Я знал, что гнездование полярных сов, начинаясь в мае или июне, затягивается надолго, так как имеет ту любопытную особенность, что свои 8 или 10 яиц сова кладет с такими промежутками времени, что успевшие вывестись старшие птенцы помогают своим теплом высиживанию младших. Но чего я не знал и что мне пришлось впоследствии прочесть, так это то, что собаки пользуются особенной ненавистью полярной совы и что иногда она осмеливается даже нападать на них, бросаясь сверху, подобно соколу, на свою добычу.
Как бы то ни было, маневры совы с собакой кончились для нее трагически. Выстрелив вторично, я увидел, как белая масса перьев, закувыркавшись в воздухе, упала за бугром. Собака бросилась вперед. Я за нею. Взбежав на бугор, я увидел такую картину: на ковре зеленого мха лежала на спине белянка. Вокруг нее металась моя лайка, то с остервенением и яростным лаем набрасываясь на нее, то с жалобным визгом отскакивая от нее прочь. Вся ее морда была в крови. При каждом наскоке собаки лапы совы, как стальные пружины, выбрасывались вперед — и острые когти отражали врага. При моем приближении, сова перевернулась, вспорхнула и, перелетев небольшое пространство, снова тяжело опустилась на землю. У нее, очевидно, было перебито крыло.

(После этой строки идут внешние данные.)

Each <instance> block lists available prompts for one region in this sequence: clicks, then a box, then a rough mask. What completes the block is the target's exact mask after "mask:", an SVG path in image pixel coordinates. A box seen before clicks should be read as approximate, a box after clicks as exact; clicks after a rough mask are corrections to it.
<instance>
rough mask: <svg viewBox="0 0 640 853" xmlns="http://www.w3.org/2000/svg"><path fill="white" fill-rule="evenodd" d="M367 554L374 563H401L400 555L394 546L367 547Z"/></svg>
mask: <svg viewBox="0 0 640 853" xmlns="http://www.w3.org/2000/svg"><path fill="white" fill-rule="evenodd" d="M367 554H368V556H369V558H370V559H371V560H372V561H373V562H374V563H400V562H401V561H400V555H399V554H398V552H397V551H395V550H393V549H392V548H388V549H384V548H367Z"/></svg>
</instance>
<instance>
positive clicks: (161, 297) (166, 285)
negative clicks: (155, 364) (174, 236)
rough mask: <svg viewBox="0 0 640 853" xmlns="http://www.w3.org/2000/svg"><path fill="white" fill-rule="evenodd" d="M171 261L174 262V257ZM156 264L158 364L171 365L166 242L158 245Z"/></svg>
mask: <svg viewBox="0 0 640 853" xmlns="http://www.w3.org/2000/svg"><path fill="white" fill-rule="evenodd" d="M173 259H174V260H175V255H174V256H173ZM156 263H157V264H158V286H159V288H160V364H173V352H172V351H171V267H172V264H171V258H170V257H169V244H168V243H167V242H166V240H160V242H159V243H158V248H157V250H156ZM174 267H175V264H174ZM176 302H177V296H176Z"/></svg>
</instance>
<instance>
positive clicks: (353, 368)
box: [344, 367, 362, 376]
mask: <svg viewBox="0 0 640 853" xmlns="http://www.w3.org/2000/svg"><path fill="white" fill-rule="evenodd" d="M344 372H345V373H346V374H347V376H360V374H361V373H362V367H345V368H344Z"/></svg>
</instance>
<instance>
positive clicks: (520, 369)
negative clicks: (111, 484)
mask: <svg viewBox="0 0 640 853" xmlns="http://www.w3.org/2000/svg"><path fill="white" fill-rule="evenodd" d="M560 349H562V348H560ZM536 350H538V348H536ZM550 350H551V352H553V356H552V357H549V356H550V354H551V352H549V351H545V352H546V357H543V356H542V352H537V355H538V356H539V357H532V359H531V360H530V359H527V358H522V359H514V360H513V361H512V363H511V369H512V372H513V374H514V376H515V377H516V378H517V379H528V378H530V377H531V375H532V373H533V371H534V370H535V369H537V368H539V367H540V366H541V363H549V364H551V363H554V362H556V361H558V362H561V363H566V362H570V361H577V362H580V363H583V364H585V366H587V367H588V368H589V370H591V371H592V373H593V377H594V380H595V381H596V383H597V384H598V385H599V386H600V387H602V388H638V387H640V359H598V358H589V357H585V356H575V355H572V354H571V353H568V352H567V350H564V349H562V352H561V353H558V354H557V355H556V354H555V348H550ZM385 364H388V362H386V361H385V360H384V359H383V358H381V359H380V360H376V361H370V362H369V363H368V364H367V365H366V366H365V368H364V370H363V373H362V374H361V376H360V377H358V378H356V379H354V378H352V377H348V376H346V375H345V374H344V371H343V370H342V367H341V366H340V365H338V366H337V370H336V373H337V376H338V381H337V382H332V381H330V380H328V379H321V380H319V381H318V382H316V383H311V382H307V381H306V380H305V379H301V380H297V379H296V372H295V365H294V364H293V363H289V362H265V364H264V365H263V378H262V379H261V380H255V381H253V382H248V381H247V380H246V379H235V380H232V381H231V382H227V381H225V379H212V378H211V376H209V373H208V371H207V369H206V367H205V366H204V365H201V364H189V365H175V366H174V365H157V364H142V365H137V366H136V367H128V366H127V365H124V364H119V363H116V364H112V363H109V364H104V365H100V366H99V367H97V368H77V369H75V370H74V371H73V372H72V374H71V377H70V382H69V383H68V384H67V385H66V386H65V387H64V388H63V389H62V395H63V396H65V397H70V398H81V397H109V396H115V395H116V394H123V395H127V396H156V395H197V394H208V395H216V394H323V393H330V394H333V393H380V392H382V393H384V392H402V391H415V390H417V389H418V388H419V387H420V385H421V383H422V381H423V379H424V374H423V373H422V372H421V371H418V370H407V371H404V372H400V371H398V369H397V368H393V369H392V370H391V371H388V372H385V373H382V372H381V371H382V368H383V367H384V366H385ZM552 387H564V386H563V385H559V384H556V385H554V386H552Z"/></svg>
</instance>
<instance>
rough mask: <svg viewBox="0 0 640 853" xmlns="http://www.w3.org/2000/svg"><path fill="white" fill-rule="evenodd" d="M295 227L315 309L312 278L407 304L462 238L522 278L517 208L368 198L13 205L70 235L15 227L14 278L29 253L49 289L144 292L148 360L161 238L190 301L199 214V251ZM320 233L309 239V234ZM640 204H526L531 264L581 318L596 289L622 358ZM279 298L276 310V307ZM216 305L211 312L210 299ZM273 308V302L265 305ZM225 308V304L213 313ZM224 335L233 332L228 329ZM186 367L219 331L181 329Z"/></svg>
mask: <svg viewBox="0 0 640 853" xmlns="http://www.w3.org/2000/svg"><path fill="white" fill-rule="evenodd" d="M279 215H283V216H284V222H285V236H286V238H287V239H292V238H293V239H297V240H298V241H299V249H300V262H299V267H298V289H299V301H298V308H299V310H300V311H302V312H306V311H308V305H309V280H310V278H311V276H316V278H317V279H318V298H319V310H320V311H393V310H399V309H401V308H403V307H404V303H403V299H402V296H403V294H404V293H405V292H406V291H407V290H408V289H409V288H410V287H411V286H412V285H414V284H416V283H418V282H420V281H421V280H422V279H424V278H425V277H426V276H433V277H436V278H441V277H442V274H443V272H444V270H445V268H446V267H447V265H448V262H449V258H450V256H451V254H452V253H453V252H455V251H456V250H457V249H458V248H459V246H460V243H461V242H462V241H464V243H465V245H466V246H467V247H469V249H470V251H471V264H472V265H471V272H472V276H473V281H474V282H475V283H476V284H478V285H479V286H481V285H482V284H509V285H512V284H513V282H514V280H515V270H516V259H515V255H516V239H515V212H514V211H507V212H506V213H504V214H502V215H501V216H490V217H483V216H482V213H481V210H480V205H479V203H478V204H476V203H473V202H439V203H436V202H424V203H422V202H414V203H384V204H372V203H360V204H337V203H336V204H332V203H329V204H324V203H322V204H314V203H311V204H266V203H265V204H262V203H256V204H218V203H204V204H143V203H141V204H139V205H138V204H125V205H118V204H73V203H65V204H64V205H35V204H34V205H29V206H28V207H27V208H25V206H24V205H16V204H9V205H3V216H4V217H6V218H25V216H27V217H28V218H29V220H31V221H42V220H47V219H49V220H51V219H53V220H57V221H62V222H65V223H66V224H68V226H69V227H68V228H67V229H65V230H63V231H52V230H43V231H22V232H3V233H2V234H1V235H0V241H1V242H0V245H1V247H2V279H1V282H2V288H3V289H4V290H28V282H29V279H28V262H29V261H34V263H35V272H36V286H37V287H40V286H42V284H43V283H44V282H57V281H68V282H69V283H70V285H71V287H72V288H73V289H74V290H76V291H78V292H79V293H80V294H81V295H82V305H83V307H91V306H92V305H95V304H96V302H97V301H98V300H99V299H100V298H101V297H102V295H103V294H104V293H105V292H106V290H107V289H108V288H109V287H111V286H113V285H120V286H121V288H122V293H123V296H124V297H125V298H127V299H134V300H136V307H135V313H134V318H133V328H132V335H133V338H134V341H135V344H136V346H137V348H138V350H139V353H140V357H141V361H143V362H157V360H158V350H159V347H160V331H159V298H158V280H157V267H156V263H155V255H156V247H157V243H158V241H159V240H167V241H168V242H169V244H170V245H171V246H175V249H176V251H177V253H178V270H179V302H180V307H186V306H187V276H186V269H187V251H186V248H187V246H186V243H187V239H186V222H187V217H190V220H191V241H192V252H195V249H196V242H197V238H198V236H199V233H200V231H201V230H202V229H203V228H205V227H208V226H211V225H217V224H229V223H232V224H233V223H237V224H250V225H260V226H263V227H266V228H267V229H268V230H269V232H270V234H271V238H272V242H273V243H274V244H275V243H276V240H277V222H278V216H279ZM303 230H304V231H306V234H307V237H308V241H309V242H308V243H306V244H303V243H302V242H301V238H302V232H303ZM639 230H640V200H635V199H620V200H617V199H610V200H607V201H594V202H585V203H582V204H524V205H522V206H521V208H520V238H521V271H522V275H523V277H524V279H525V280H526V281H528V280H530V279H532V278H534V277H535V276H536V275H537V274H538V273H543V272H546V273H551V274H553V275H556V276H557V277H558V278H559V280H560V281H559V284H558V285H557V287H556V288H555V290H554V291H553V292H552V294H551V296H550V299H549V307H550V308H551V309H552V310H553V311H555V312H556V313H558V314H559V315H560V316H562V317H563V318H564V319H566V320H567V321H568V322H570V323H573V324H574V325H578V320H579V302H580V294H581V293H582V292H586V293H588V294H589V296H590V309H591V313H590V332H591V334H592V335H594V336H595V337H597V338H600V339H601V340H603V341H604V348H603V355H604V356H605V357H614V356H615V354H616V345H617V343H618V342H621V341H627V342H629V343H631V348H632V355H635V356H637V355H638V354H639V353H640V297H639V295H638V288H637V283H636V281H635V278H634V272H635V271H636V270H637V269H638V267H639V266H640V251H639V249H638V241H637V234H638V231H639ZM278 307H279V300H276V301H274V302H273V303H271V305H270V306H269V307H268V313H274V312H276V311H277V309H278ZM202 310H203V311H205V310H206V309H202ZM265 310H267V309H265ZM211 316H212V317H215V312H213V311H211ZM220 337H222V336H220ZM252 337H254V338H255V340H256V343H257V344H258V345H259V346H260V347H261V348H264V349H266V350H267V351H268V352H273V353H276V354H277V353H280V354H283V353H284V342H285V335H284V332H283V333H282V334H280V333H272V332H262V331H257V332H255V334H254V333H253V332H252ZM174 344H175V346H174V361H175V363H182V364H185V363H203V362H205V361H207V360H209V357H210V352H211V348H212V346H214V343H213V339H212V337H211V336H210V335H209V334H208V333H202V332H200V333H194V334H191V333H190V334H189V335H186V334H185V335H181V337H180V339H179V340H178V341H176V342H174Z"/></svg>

На ковре зеленого мха лежала на спине белянка. Вокруг нее металась лайка. Вся ее морда была в крови…
Я хотел было новым выстрелом пристрелить добычу. Но меня вдруг осенила счастливая мысль попытаться взять сову живьем, пользуясь ее неспособностью к летанию. Я побежал за ней и схватил ее за здоровое крыло. Сова зашипела, защелкала клювом, и в ту же минуту я ощутил острую боль в руке, в которую моя пленница глубоко вонзила когти. Однако, после краткой борьбы, словно поняв бесполезность сопротивления, сова как-то сразу смирилась. Придерживая рукой пленницу, крепко вцепившуюся когтями в мое пальто, я вернулся на берег.